Direct Determination of the Site of Addition of Glucosyl Units to Maltooligosaccharide Acceptors Catalyzed by Maize Starch Synthase I

Abstract

Starch synthase (SS) (ADP-glucose:1,4-α-D-glucan 4-α-D-glucosyltransferase) elongates α-(1→4)-linked linear glucans within plastids to generate the storage polymers that constitute starch granules. Multiple SS classes are conserved throughout the plant kingdom, indicating that each provides a unique function responsible for evolutionary selection. Evidence has been presented arguing for addition of glucosyl units from the ADPglucose donor to either the reducing end or the non-reducing end of the acceptor substrate, although until recently direct evidence addressing this question was not available. Characterization of newly incorporated glucosyl units determined that recombinant maize (Zea mays L.) SSIIa elongates its substrates at the non-reducing end. However, the possibility remained that other SSs might utilize distinct mechanisms, and that one or more of the conserved enzyme classes could elongate acceptors at the reducing end. This study characterized the reaction mechanism of recombinant maize SSI regarding its addition site. Newly incorporated residues were labeled with ¹³C, and reducing ends of the elongation products were labeled by chemical derivitization. Electrospray ionization-tandem mass spectroscopy traced the two parameters, i.e., the newly added residue and the reducing end. The results determined that SSI elongates glucans at the non-reducing end. The study also confirmed previous findings showing recombinant SSI can generate glucans of at least 25 units, that it is active using acceptors as short as maltotriose, that recombinant forms of the enzyme absolutely require an acceptor for activity, and that it is not saturable with maltooligosaccharide acceptor substrates.

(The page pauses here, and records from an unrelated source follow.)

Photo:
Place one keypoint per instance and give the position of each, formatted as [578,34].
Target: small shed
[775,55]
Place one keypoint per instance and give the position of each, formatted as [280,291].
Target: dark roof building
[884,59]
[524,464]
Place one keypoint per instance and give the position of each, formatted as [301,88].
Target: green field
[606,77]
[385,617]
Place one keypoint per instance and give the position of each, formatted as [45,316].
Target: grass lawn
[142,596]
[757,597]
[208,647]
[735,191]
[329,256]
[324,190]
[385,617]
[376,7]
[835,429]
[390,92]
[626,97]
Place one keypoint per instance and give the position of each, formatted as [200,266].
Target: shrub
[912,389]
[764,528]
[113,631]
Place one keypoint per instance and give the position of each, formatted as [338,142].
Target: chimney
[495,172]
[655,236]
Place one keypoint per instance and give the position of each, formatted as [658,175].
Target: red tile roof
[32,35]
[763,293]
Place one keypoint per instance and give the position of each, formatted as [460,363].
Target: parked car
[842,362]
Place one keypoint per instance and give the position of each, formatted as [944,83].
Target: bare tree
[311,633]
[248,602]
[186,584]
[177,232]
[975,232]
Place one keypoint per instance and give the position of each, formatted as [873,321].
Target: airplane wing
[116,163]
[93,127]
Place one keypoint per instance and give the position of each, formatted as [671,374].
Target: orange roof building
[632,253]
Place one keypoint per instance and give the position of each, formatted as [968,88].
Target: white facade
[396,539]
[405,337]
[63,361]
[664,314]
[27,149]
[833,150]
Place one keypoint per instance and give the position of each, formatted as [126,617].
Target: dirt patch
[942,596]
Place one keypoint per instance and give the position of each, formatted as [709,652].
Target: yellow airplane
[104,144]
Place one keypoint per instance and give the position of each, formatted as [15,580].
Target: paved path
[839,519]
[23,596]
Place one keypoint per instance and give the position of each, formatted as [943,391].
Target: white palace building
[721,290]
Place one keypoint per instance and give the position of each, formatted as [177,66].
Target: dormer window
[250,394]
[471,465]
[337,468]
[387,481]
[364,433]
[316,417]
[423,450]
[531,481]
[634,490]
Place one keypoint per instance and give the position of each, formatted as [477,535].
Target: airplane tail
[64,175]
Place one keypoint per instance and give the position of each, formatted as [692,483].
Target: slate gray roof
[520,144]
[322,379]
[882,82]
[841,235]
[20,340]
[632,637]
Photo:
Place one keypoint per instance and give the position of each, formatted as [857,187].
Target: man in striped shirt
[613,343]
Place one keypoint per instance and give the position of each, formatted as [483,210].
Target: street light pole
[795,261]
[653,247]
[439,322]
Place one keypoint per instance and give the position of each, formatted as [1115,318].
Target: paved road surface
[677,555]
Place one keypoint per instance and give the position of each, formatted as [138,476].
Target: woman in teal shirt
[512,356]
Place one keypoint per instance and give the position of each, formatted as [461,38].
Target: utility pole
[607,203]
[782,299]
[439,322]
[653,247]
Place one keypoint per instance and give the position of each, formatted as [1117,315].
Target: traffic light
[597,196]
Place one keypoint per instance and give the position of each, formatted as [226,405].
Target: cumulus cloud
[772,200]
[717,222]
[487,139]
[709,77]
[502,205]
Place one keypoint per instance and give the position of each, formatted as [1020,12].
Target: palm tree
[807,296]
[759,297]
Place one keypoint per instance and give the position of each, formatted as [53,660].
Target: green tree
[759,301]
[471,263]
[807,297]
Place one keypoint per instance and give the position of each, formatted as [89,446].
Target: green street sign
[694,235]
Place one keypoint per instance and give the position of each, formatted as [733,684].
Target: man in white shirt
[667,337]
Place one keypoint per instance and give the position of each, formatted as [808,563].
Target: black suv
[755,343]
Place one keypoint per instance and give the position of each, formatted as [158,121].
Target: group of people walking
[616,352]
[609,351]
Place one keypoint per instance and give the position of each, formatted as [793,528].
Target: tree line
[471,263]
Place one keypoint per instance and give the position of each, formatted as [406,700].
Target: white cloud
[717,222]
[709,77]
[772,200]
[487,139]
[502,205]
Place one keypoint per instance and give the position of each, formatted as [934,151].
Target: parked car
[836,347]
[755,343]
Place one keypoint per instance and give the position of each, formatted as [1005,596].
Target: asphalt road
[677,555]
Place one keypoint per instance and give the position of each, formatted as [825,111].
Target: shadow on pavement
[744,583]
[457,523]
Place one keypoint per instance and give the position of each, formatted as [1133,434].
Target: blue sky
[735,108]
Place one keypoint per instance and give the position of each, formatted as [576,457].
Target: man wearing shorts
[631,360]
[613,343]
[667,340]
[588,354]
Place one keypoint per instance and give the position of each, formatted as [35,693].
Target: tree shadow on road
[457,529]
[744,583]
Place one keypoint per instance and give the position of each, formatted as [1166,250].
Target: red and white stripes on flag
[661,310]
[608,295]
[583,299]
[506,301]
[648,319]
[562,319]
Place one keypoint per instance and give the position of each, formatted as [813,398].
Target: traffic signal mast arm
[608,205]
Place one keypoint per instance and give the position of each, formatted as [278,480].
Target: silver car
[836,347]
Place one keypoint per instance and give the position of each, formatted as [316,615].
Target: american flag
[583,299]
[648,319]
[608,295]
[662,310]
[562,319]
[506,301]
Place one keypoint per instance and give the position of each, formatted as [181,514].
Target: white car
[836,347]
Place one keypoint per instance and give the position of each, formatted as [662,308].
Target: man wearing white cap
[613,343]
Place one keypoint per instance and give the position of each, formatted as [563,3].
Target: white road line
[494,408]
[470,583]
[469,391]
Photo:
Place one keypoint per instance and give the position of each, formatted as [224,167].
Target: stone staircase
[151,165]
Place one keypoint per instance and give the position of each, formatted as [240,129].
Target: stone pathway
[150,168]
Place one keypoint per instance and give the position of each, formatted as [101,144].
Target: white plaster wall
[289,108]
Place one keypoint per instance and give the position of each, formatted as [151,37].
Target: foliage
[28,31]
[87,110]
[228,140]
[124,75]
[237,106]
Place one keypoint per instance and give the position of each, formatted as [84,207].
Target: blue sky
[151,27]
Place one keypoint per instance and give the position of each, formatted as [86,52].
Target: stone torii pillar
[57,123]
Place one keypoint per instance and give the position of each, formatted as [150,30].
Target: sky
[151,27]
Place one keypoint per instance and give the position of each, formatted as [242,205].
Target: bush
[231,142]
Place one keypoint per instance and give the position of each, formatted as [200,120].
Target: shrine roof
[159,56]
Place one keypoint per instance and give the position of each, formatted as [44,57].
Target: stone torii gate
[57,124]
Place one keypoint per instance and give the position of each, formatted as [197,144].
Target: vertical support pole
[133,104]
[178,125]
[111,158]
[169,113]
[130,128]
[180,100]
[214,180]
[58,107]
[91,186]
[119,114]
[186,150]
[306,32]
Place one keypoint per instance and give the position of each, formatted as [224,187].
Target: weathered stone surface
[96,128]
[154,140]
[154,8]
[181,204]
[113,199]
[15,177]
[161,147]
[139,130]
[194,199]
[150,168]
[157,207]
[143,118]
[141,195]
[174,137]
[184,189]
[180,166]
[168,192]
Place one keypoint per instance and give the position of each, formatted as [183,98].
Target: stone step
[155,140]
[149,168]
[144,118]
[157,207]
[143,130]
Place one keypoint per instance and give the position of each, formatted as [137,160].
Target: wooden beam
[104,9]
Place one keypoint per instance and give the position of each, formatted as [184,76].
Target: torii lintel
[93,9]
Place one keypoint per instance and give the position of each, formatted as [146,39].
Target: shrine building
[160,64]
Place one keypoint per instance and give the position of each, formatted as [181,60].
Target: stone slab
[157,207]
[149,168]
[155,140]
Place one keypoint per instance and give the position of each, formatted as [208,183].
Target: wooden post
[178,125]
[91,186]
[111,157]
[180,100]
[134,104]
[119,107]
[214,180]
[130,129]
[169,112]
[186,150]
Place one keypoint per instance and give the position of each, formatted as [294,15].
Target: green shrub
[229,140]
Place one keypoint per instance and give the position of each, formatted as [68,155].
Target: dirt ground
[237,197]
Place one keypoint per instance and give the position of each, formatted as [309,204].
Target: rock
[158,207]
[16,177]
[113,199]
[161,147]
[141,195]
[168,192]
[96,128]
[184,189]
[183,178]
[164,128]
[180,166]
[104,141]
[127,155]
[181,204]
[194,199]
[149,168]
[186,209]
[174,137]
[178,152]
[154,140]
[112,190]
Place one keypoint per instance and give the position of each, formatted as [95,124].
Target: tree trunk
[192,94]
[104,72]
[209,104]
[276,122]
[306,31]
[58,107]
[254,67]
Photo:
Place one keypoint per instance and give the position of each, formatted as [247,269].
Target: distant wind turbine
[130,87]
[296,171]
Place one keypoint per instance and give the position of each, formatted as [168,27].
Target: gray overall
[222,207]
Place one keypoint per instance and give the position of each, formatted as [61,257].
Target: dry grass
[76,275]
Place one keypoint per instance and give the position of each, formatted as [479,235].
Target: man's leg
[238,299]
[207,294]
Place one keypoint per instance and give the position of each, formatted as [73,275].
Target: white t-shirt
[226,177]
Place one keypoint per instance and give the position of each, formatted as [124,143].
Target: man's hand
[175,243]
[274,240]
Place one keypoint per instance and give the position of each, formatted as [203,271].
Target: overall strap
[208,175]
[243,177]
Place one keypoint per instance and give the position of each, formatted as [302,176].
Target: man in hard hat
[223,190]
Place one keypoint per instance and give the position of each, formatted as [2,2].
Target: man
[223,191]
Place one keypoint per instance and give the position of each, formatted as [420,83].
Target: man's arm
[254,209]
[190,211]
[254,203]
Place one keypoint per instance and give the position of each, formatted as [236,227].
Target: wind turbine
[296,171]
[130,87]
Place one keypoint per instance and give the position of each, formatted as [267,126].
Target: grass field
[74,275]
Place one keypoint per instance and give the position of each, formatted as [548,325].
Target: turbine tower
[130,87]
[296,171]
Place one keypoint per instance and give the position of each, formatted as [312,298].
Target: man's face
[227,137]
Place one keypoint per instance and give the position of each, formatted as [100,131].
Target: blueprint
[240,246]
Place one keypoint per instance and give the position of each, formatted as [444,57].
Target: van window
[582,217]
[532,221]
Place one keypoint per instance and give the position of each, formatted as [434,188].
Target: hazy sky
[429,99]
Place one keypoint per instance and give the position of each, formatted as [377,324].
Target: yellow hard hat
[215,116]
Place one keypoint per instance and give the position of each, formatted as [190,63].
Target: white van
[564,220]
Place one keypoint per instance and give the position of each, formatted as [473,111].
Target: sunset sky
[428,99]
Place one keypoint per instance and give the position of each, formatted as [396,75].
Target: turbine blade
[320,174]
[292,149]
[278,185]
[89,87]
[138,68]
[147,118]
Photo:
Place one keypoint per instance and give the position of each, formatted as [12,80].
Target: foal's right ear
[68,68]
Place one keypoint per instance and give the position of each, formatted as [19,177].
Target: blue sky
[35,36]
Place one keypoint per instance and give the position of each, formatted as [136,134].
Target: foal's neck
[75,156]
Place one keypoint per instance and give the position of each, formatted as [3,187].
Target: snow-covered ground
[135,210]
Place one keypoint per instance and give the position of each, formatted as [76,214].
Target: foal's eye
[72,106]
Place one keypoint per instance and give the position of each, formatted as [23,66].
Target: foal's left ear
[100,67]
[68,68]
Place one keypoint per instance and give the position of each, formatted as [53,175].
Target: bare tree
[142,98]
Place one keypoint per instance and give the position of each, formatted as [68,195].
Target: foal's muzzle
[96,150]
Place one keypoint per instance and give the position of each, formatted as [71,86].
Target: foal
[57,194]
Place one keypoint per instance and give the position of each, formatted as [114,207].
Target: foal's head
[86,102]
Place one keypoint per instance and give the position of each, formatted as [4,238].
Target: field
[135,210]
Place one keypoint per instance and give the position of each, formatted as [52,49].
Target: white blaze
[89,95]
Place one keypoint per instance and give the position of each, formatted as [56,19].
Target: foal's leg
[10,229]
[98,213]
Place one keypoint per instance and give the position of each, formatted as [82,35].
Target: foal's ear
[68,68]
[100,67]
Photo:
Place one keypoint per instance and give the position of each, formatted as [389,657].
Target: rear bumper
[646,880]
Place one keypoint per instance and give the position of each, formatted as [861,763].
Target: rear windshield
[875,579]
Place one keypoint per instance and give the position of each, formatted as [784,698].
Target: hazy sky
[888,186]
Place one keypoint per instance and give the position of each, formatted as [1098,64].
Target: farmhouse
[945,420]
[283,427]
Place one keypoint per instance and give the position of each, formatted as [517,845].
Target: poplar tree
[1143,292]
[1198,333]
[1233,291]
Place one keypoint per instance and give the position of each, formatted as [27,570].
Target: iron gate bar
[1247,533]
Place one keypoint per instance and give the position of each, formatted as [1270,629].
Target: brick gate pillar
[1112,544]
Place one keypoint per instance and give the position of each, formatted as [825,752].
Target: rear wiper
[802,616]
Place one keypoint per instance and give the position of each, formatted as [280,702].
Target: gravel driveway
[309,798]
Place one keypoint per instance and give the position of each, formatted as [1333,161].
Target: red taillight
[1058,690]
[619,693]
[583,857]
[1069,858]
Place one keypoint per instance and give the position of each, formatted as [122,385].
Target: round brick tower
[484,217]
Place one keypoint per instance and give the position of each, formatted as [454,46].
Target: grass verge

Keywords: amylopectin metabolism; enzymology; maize; starch; starch synthase.

FIGURE 1

NS-SSI purification. NS-SSI was purified from total soluble E. coli extract by binding to S-protein agarose. Proteins in each fraction were visualized by SDS-PAGE and Coomassie blue staining. The purified fraction was analyzed after boiling of the affinity matrix in SDS-PAGE loading buffer.

FIGURE 2

Reaction velocity with variable concentration of acceptor substrate. Reactions were saturated for ADPGlc and limited for NS-SSI. Reaction rates were determined by measuring molecules of ADP released at each time point.

FIGURE 3

Thin layer chromatography (TLC) analysis of NS-SSI reaction products. Reactions were in enzyme excess conditions. The maltooligosaccharide acceptor used in each reaction, or lack therof, is indicated. Numbers indicate reaction times in hours. “St” indicates maltooligosaccharide standard for each acceptor.

FIGURE 4

HPAEC-PAD analysis of NS-SSI reaction products. The initial acceptor substrate was DP4, and reactions were in conditions of enzyme excess. Reaction times are indicated. Products are identified based on standards. Asterisk indicates an unidentified peak in the reaction mixture.

FIGURE 5

MS/MS analysis of NS-SSI reaction products. The initial acceptor substrate used in each column is indicated. Symbols indicate the molecule generating each peak, including glucosyl residues and N-EDA reducing end label. Open or closed hexagons represent [¹²C]- or [¹³C]-glucosyl units, respectively. (A) MS1 spectra of control reaction lacking enzyme. (B) MS1 spectra NS-SSI-catalyzed reaction products. (C) MS2 spectra of products elongated by one residue. (D) MS2 spectra of products elongated by two residues.